Have you ever seen fog and thought, “I wish I could make an alcoholic beverage out of this floating dirty water vapor, and drink it?”
The landmark vodka was made with the intention of embodying things the Bay Area cares deeply about – sustainability, local production, and the drought.
“We really wanted to come up with some sort of sustainable water, like can we collect rain water?” head distiller Caley Shoemaker told Time, on the process of finding water for their hippie hooch. Shoemaker and her team even tried desalinating sea water, before coming across the idea of harvesting fog.
To get the fog water, giant mesh fog catchers were set up in 4 locations in the area, and over the course of six months, the distillery had enough fog water to make 2,400 bottles, setting the price per bottle at a steep $125. But it’s worth it, because it’s good for the environment.

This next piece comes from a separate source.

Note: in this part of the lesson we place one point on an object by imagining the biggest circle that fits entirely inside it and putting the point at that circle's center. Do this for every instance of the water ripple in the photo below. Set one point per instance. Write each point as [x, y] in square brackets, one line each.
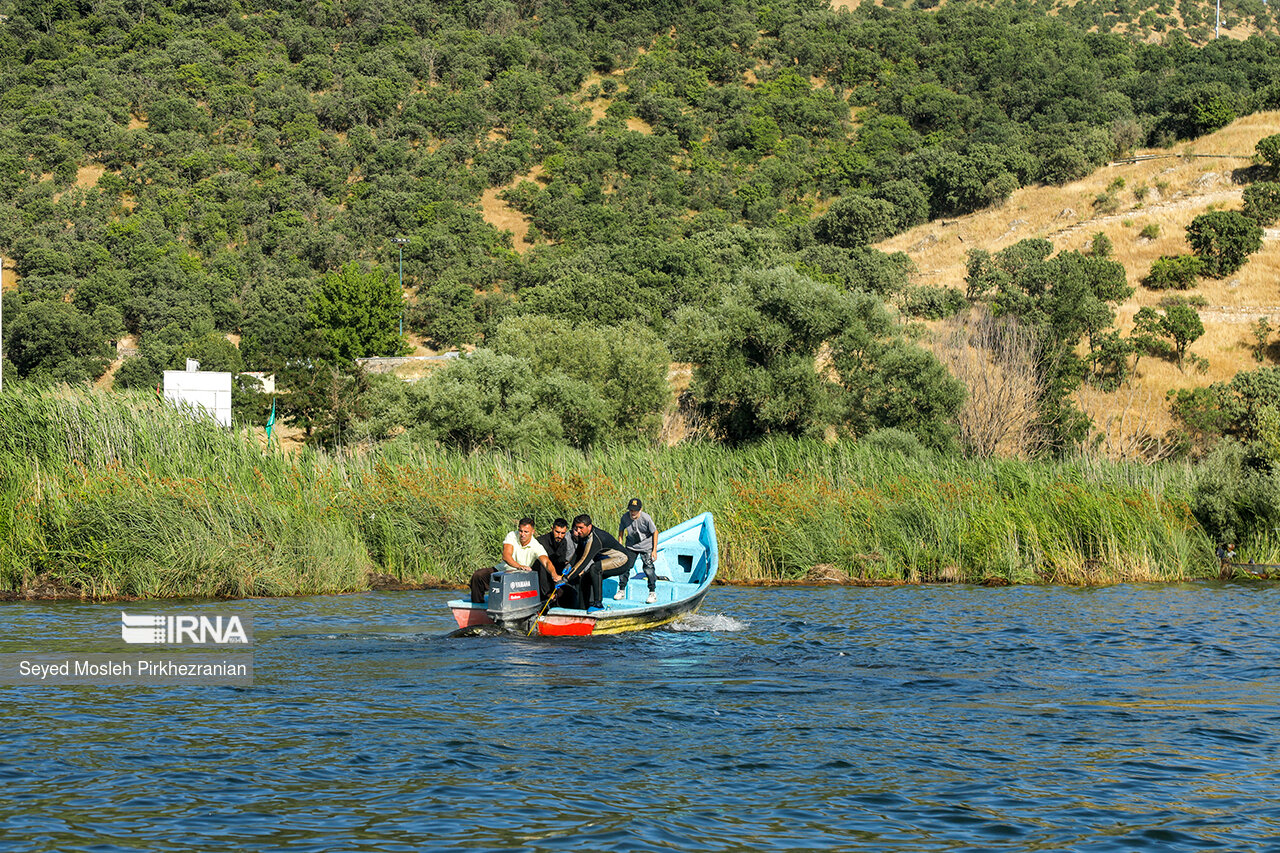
[906, 719]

The final product is a “crisp, pure, and gluten free” vodka that has “elegant hints of pear, citrus, and honeysuckle,” according to Shoemaker. But don’t worry, you can still taste the “earthy note” of the fog, which apparently smells like moist rocks on a hot day. Sounds great!
For now, you can pre-order a bottle of Fog Point Vodka to be shipped at the end of June, or you can taste it at select bars in California, Florida, and New York.
We’re looking forward to other earthy booze distilleries come up with, like swamp water cognac, salt marsh tequila, or a delicate after-dinner sewage brandy.